Jason, the high priest, introduces hellenism

[…], Jason, brother of Onias,[3] usurped the high-priesthood by underhand methods; […]. When the king gave his assent, Jason set about introducing his fellow countrymen to the Greek way of life as soon as he was in power. He suppressed the existing royal concessions to the Jews, granted at the insistence of John, father of that Eupolemus who was later to be sent on the embassy of friendship and alliance with the Romans, and, overthrowing the lawful institutions, introduced new usages contrary to the Law. He went so far as to plant a gymnasium at the very foot of the Citadel, and to fit out the noblest of his cadets in the petasos.[4] Godless wretch that he was and no true high priest, Jason set no bounds to his impiety; indeed the hellenising process reached such a pitch that the priests ceased to show any interest in the services of the altar; scorning the Temple and neglecting the sacrifices, they would hurry to take part in the unlawful exercises on the training ground as soon as the signal was given for the discus. They disdained all that their ancestors had esteemed, and set the highest value on Hellenic honors. But all this brought its own retribution; the very people whose way of life they envied, whom they sought to resemble in everything, proved to be their enemies and executioners. It is no small thing to violate the divine laws, […]

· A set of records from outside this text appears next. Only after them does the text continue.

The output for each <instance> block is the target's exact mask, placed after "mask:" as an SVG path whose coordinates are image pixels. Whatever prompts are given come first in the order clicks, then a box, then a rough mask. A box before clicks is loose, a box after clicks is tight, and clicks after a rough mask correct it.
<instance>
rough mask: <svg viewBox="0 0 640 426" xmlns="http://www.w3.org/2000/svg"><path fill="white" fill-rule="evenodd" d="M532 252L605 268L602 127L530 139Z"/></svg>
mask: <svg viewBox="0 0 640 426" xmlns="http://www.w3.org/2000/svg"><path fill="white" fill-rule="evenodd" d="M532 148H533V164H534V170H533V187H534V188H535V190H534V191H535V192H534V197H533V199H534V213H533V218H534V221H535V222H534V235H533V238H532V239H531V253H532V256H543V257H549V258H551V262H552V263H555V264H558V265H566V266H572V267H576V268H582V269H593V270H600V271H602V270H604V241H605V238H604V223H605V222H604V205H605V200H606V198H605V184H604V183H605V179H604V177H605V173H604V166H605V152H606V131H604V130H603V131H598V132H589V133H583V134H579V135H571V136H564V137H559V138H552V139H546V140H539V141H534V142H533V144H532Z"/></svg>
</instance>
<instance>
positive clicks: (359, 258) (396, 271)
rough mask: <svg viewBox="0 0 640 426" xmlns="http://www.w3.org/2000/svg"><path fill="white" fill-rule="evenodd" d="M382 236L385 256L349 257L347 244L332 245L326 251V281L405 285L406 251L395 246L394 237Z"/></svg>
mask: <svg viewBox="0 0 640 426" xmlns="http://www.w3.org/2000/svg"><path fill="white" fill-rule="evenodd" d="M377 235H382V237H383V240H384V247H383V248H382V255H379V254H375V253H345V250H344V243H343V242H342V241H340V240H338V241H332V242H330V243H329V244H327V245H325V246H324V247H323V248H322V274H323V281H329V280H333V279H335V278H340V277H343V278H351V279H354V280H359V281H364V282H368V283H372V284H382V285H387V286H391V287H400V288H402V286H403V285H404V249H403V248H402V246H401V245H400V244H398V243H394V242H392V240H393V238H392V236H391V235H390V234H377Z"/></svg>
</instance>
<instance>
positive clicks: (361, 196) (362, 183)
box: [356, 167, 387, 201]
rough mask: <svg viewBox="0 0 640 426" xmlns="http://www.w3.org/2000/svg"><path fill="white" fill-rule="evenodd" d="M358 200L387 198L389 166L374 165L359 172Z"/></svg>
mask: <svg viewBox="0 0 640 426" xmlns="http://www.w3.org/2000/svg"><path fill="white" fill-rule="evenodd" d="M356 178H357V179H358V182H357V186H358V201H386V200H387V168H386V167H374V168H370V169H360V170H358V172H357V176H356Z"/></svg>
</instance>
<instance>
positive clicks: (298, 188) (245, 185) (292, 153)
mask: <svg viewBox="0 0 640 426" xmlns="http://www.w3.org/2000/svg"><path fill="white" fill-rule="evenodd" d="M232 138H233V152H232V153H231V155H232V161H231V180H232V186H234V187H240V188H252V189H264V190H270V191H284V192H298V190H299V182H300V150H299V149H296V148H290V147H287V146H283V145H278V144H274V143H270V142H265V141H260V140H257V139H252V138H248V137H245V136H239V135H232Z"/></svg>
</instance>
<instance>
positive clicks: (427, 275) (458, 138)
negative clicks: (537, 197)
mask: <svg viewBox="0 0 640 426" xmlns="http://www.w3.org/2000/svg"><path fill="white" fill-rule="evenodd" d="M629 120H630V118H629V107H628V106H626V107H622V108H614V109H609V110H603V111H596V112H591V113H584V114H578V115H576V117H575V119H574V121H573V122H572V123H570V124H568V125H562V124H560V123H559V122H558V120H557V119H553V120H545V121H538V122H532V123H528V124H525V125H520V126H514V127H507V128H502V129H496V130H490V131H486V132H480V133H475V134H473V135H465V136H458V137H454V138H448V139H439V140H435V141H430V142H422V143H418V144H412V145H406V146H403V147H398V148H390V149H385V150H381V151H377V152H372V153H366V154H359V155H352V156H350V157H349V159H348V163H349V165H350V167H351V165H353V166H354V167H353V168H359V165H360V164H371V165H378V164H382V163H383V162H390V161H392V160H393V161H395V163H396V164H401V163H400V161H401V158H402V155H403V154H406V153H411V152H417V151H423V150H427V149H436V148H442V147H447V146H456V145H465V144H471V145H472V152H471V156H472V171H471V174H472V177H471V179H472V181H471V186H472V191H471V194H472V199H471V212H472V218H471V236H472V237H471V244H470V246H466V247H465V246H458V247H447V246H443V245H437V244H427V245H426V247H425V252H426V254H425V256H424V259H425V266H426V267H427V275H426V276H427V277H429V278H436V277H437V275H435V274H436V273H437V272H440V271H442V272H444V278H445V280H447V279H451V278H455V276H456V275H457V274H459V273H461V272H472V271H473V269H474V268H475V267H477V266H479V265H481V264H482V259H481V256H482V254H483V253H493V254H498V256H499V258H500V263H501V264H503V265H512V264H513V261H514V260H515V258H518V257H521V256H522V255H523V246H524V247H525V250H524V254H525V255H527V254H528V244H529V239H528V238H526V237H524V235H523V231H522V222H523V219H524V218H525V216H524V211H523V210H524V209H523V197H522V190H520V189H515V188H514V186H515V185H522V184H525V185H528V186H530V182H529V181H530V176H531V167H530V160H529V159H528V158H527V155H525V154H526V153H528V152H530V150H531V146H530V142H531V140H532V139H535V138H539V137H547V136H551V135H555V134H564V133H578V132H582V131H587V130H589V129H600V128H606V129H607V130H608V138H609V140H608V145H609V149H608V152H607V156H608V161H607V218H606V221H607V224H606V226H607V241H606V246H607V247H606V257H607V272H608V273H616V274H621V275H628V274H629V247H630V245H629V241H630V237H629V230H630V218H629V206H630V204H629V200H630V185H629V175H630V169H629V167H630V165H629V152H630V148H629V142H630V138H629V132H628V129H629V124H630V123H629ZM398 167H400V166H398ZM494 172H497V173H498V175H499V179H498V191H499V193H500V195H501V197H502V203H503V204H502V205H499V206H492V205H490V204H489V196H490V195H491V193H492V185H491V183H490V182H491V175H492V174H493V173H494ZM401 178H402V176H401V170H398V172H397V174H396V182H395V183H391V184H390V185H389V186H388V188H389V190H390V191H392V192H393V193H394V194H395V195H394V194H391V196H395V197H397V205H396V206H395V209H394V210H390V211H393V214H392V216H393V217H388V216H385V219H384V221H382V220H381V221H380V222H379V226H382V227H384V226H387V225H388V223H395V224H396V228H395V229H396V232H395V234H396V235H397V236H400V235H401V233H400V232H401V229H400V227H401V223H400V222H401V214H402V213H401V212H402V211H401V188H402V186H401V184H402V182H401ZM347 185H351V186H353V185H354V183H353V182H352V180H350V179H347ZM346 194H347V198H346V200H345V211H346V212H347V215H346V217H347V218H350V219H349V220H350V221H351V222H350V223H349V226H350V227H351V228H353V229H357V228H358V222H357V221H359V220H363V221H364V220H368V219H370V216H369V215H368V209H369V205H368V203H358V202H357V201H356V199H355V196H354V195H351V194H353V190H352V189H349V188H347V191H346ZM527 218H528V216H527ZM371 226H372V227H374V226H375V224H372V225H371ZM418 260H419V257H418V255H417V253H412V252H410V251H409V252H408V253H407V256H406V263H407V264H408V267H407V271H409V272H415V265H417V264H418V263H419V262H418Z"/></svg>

On the occasion of the quinquennial games at Tyre in the presence of the king, the vile Jason sent some Antiochists[5] from Jerusalem as official spectators; these brought with them three hundred silver drachmae for the sacrifice to Hercules. But even those who brought the money thought that it should not be spent on the sacrifice – this would not be right – and decided to reserve it for some other item of expenditure; and so what the sender had intended for the sacrifice to Hercules was in fact applied, at the suggestion of those who brought it, to the construction of triremes.[6]

[1] Seleucus IV, who ruled 186-175 B.C.

[2] 2 M 3:1-4

[3] Joshua, brother of Onias; the change of his name to Jason is evidence of his sympathies with hellenisation.

[4] The hat of Hermes, worn by athletes.